Sep 01 2011
One of Europe’s newest and most amazing festivals has been put together on the grounds of a 13th-century castle built in the Tudor style. The Pittsburgh Symphony made its debut at the five-year-old Grafenegg Festival with the first of two concerts in the modern auditorium. Friday, they play outdoors in the Wolkenturm if the weather cooperates.
This morning I picked up some coffee at the Julius Meinl store in Vienna with its elegant displays of chocolates, jams, coffee – and Oreos. The J. Berger book store across the street included Henry Kissinger’s China in its window display along with giant calendars of Audrey Hepburn, Romy Schneider, and the Vienna State Opera.
At noon, an hour’s drive brought the orchestra to a rehearsal at the Grafenegg Festival with both violinist Anne-Sophie Mutter and pianist Hélène Grimaud. I toured the castle and the grounds with Julia Ornetsmüller, the festival’s Director of Media Relations.
There’s a terrific café, and a spot for picnics with Apfelstrudel. Grafenegg also has a riding school, gardens, and a 13th-century mill.
The Schloss is in the Tudor style because the original owner liked the look. The castle has passed through many owners but is still owned by the Metternich family, made famous by Klemens von Metternich who led the redrawing of the map of Europe at the World Congress of Vienna in 1815.
The Russians held the property after World War II, taking everything with them when they left, except for a few books of propaganda and a biography of Lenin now in the Grafenegg library. One of the bathtubs is the deepest I’ve ever seen. There’s a fantastic cobblestone courtyard with clock tower. I could hear pigeons or some sort of winged friends cooing and burbling like a scene from a film.
The concert worked its magic. Manfred Honeck’s family was in the audience, including son Mathias who is now a member of the Vienna Symphony as of May. Wife Christiane Honeck attended with the younger family members: Anna, Simeon, and Joachim. Only Manuel, the soccer star, was absent. He has a match pending. Brother-in-law Florian Partl welcomed us like old friends, and introduced Manfred’s sister, Elfi. Florian is a cartographer. He fits right in with the musical Honeck family, sharing the warm and generous spirit common to the Honeck clan.

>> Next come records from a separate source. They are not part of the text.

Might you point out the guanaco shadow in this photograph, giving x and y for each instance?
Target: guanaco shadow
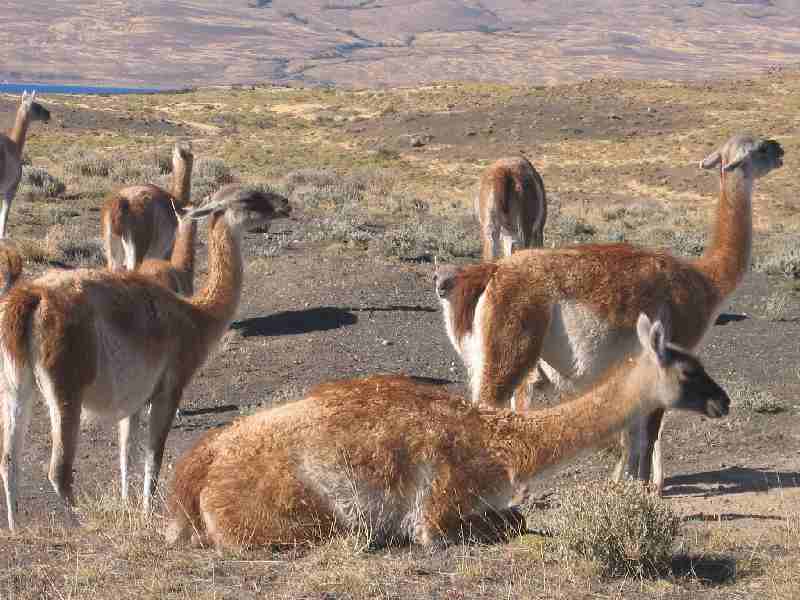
(732, 480)
(708, 570)
(294, 322)
(319, 318)
(725, 318)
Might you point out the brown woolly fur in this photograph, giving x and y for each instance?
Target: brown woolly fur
(511, 207)
(11, 146)
(139, 222)
(576, 308)
(10, 265)
(353, 456)
(112, 343)
(463, 288)
(177, 274)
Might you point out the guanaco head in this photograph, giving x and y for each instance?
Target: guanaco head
(244, 208)
(36, 112)
(182, 153)
(756, 155)
(680, 381)
(444, 279)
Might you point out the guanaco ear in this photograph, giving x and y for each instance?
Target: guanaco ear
(711, 161)
(201, 212)
(653, 337)
(180, 211)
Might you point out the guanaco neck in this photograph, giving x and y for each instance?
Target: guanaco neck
(219, 298)
(183, 247)
(532, 441)
(20, 130)
(182, 181)
(727, 258)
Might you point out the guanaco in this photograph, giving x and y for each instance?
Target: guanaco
(139, 222)
(114, 343)
(11, 146)
(404, 460)
(511, 207)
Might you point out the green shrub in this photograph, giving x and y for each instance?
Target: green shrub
(620, 526)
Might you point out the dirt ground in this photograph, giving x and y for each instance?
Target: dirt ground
(319, 311)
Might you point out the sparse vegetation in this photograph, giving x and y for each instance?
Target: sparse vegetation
(38, 183)
(751, 399)
(784, 262)
(65, 244)
(623, 527)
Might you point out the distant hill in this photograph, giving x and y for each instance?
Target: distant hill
(365, 43)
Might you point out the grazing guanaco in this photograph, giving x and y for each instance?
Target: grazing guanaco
(576, 307)
(511, 207)
(10, 265)
(139, 222)
(11, 146)
(113, 343)
(404, 460)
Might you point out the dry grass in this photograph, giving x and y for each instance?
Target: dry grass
(622, 527)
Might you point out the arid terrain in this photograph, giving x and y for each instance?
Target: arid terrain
(371, 43)
(382, 182)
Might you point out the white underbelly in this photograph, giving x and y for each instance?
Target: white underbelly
(580, 346)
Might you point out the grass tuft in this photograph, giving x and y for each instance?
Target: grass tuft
(65, 244)
(620, 526)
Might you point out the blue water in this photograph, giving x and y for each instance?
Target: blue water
(46, 88)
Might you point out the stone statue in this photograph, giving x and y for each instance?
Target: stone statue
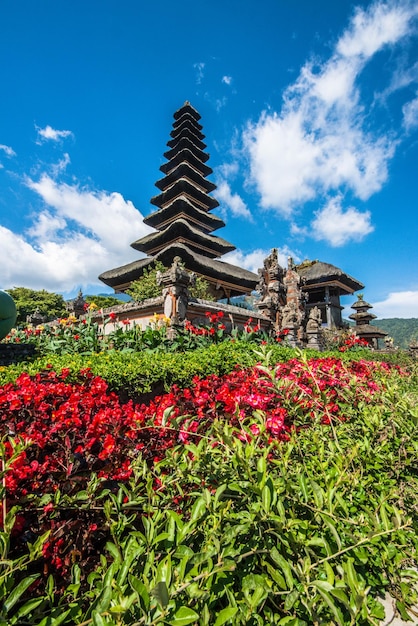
(270, 287)
(8, 313)
(176, 282)
(314, 321)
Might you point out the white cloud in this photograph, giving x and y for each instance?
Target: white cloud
(338, 226)
(255, 260)
(410, 114)
(7, 150)
(370, 30)
(81, 234)
(398, 304)
(233, 201)
(61, 166)
(320, 142)
(50, 134)
(199, 67)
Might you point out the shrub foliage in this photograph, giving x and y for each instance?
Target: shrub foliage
(277, 493)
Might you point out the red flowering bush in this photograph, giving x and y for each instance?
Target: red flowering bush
(219, 481)
(73, 429)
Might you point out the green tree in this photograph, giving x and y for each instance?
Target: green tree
(146, 286)
(28, 301)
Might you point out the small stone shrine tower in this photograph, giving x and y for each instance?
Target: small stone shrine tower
(362, 318)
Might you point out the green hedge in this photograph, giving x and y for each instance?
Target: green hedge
(135, 374)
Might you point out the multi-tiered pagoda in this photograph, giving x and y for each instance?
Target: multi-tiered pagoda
(362, 317)
(183, 220)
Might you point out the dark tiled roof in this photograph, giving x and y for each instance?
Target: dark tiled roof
(320, 272)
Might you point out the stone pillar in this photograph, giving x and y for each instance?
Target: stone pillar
(328, 307)
(271, 289)
(293, 313)
(175, 282)
(78, 306)
(313, 329)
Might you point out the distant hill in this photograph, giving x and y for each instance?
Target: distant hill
(403, 331)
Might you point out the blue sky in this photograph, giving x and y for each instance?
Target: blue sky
(310, 111)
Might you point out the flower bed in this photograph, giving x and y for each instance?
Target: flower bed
(267, 491)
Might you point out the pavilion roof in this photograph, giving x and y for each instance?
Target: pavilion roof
(318, 273)
(239, 281)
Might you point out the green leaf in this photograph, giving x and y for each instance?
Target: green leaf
(160, 593)
(402, 610)
(18, 592)
(97, 619)
(285, 567)
(184, 616)
(28, 607)
(324, 588)
(225, 615)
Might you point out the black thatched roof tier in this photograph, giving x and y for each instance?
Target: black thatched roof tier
(367, 331)
(362, 317)
(119, 278)
(186, 126)
(184, 221)
(181, 208)
(189, 109)
(235, 280)
(185, 120)
(186, 156)
(182, 187)
(318, 273)
(180, 230)
(186, 143)
(187, 133)
(186, 171)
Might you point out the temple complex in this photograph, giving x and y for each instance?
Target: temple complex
(299, 299)
(183, 220)
(362, 318)
(325, 284)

With the Partls was Hannelore Grahammer, wife of the Austrian ambassador for the European Union in Brussels. They helped me fill in history of legendary Austrian Field Marshal Joseph Radetzky von Radetz, whose memorial site lies only a few miles away. The famous Radetzky March, composed in his honor by Johann Strauss, Jr., is the traditional final encore heard each New Year’s Day from Vienna. Ignaz Pleyel was born just down the road and a small museum is maintained in the town of his birth.

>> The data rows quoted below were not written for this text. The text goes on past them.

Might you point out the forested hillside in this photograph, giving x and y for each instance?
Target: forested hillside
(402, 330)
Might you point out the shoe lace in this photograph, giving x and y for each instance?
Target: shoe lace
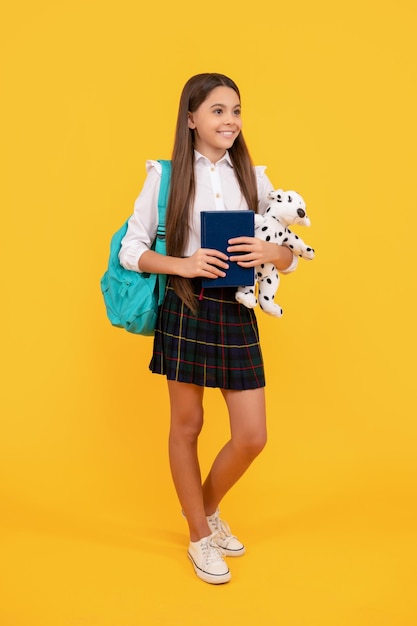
(211, 551)
(222, 528)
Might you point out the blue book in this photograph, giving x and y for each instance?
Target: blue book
(217, 227)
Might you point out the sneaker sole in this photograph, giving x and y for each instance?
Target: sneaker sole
(214, 579)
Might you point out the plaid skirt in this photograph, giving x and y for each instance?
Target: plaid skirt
(218, 347)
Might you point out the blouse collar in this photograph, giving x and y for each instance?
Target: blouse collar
(226, 157)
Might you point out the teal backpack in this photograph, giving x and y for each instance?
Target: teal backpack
(132, 298)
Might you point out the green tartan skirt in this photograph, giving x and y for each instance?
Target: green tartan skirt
(217, 347)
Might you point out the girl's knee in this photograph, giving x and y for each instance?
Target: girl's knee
(252, 444)
(186, 423)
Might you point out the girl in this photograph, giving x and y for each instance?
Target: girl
(205, 338)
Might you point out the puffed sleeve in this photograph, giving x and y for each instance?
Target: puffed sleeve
(143, 224)
(264, 187)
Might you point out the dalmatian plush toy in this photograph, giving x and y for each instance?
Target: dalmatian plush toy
(286, 207)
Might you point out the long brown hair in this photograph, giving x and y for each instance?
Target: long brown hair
(182, 190)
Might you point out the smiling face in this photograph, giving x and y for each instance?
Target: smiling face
(216, 123)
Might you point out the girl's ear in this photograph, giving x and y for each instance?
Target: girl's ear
(191, 123)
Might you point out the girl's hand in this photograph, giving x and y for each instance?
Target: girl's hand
(204, 263)
(256, 251)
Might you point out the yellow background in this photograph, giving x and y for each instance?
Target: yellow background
(91, 530)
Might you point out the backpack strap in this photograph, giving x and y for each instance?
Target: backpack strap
(163, 196)
(160, 233)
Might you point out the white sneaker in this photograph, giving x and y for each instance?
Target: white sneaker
(208, 562)
(222, 536)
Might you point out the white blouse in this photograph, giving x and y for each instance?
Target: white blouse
(216, 189)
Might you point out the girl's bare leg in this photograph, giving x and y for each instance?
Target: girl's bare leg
(186, 423)
(247, 415)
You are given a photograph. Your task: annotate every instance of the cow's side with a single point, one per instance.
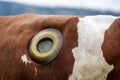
(111, 49)
(15, 34)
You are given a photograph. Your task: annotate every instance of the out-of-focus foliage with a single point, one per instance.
(7, 8)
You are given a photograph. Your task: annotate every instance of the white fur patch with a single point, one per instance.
(25, 60)
(89, 61)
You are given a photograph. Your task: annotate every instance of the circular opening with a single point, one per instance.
(45, 45)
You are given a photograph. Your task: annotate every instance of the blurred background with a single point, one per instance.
(61, 7)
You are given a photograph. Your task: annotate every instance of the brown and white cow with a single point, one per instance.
(90, 48)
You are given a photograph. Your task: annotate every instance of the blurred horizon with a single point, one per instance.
(13, 7)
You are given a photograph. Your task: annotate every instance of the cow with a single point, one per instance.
(59, 47)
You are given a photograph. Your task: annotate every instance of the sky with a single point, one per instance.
(103, 5)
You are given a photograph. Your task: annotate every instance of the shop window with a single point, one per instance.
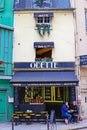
(43, 22)
(1, 5)
(1, 73)
(59, 93)
(43, 54)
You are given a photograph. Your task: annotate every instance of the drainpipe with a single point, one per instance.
(77, 57)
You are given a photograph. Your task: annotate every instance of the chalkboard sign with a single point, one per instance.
(52, 116)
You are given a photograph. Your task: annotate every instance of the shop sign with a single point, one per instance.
(44, 65)
(42, 84)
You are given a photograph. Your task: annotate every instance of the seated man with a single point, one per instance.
(75, 111)
(65, 113)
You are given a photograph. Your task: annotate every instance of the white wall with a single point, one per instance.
(62, 34)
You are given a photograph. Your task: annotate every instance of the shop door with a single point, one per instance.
(3, 106)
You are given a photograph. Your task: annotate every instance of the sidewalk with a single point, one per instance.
(42, 126)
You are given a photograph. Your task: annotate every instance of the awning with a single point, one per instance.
(43, 44)
(40, 78)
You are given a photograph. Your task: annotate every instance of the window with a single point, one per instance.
(43, 22)
(86, 19)
(43, 51)
(1, 5)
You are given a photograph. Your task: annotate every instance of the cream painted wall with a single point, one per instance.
(62, 34)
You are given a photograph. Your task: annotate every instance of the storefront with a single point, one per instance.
(40, 90)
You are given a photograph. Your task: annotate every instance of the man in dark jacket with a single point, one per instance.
(65, 113)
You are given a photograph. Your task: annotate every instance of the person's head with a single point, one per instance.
(66, 103)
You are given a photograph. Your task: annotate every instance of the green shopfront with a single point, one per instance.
(43, 86)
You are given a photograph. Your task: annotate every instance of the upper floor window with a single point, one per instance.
(1, 5)
(43, 22)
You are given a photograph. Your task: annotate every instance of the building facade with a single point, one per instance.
(80, 15)
(43, 55)
(6, 43)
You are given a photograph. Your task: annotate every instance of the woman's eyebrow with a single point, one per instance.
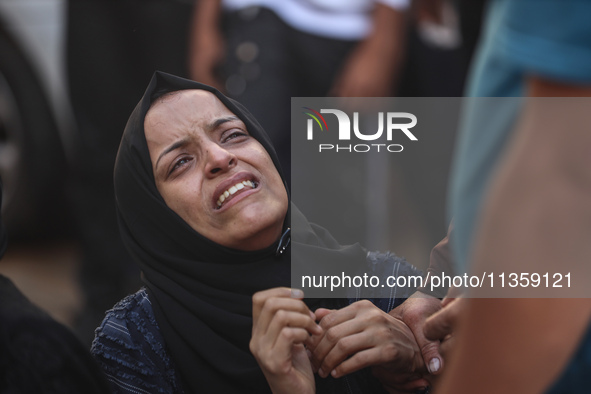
(178, 144)
(216, 123)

A cell phone rang just as Manfred Honeck was about to give the downbeat on Tchaikovsky’s Fifth Symphony, but he took it in stride – turning and smiling before pausing to pull together the magic once more. Bizet’s Carmen Intermezzo and the Khachaturian Galop from Masquerade brought the evening to a close.
Yesterday’s Der Kurier in Vienna ran large photo and article by Peter Jarolin about Manfred suggesting that the Staatsoper will invite him to conduct next season. The reviews of this Pittsburgh Symphony tour have been terrific, as far as I can tell, with lots of attention on Anne-Sophie. The only negatives have been a general idea that American orchestras play too loud. Manfred has had the Pittsburgh at whisper quiet. Principal Horn William Caballero’s solo in the slow movement of the Tchaikovsky, and Principal Michael Rusinek’s clarinet are remarkable in their subtle prayer-like intensity. I’ve never heard such quiet playing.

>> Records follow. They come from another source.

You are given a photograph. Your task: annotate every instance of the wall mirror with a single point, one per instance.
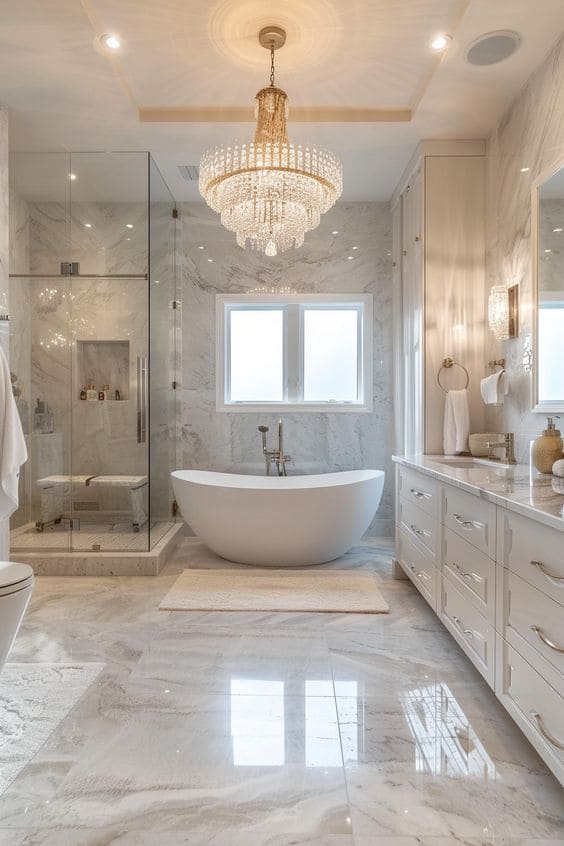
(548, 291)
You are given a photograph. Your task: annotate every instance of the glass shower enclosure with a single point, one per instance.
(92, 336)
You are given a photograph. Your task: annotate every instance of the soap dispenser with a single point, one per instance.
(547, 448)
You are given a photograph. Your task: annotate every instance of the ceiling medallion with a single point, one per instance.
(270, 192)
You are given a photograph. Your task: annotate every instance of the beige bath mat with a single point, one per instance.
(347, 591)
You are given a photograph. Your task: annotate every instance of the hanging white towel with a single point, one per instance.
(457, 423)
(13, 451)
(494, 388)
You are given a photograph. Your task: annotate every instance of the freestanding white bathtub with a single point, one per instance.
(279, 520)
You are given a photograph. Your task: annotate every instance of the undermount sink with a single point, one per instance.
(466, 463)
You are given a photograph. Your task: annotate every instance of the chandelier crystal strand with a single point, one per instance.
(270, 192)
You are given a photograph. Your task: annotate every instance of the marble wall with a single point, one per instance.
(56, 319)
(20, 335)
(530, 135)
(4, 271)
(212, 263)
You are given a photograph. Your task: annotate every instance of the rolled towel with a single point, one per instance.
(558, 467)
(494, 388)
(456, 423)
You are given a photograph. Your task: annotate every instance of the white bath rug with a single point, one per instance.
(34, 699)
(340, 591)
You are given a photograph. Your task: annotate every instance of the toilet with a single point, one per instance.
(16, 587)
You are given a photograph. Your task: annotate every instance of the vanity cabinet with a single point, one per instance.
(496, 580)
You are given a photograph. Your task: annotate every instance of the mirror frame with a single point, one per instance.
(536, 406)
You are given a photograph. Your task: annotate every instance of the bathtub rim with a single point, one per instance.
(240, 481)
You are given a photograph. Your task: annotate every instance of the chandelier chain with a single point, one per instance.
(272, 63)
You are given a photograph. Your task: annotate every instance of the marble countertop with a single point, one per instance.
(519, 488)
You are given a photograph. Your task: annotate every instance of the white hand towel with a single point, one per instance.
(457, 423)
(13, 451)
(494, 388)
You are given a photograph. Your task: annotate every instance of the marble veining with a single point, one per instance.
(270, 729)
(518, 488)
(211, 263)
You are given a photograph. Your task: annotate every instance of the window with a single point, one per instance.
(303, 353)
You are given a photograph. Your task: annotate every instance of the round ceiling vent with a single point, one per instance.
(493, 47)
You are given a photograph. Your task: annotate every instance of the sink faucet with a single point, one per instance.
(508, 444)
(275, 456)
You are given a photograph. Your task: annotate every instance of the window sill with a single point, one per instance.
(294, 408)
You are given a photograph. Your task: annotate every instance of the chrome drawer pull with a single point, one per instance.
(543, 637)
(545, 732)
(550, 576)
(467, 524)
(460, 624)
(421, 532)
(474, 577)
(420, 494)
(420, 575)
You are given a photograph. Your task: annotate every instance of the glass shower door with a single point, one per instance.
(162, 345)
(109, 353)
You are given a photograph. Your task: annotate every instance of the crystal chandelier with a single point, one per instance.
(270, 192)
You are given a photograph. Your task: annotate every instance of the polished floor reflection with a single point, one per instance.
(265, 729)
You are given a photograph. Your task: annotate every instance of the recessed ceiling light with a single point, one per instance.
(441, 42)
(111, 41)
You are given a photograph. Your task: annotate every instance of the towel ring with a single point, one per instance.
(446, 365)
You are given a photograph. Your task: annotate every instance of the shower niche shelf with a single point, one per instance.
(104, 363)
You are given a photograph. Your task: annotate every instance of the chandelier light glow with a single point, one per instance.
(270, 192)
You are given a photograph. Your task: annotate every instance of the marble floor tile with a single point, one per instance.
(263, 729)
(77, 837)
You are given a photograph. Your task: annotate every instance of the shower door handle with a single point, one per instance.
(142, 396)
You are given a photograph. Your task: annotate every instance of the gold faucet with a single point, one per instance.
(508, 444)
(275, 456)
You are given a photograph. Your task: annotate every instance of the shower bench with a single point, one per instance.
(55, 489)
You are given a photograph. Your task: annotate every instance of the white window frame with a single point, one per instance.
(293, 349)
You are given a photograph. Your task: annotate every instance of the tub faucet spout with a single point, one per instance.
(275, 456)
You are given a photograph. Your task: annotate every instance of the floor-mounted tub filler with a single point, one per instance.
(279, 520)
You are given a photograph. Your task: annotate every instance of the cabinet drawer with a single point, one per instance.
(533, 551)
(470, 517)
(420, 489)
(537, 618)
(418, 523)
(474, 572)
(536, 706)
(419, 566)
(469, 628)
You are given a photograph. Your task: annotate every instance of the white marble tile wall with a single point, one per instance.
(212, 263)
(531, 135)
(551, 214)
(20, 332)
(4, 264)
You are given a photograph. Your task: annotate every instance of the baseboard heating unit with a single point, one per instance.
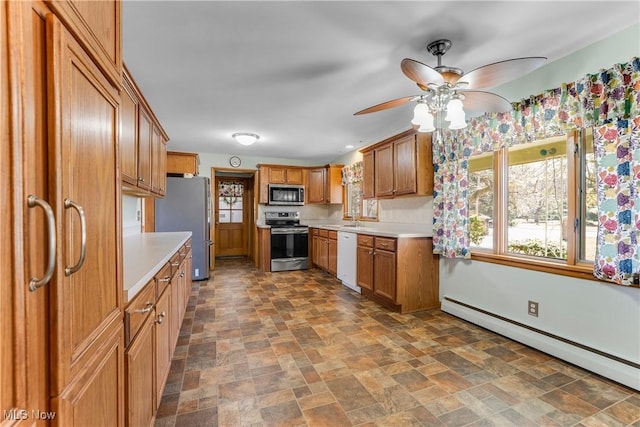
(608, 365)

I loved the Austrian men wearing loden jackets, dyed an Austrian forest green in various shades. The collarless jackets were sometimes grey or charcoal black with red trim. A few ladies wore elegant Dirndls.
This is the wine country for Grüner Veltliner a treat similar to white Riesling. You can buy the wine in a tasting room. The festival provided a glass for each member of the orchestra after the concert. Imagine having an orchestra over for a toast, and then having to load the dishwasher.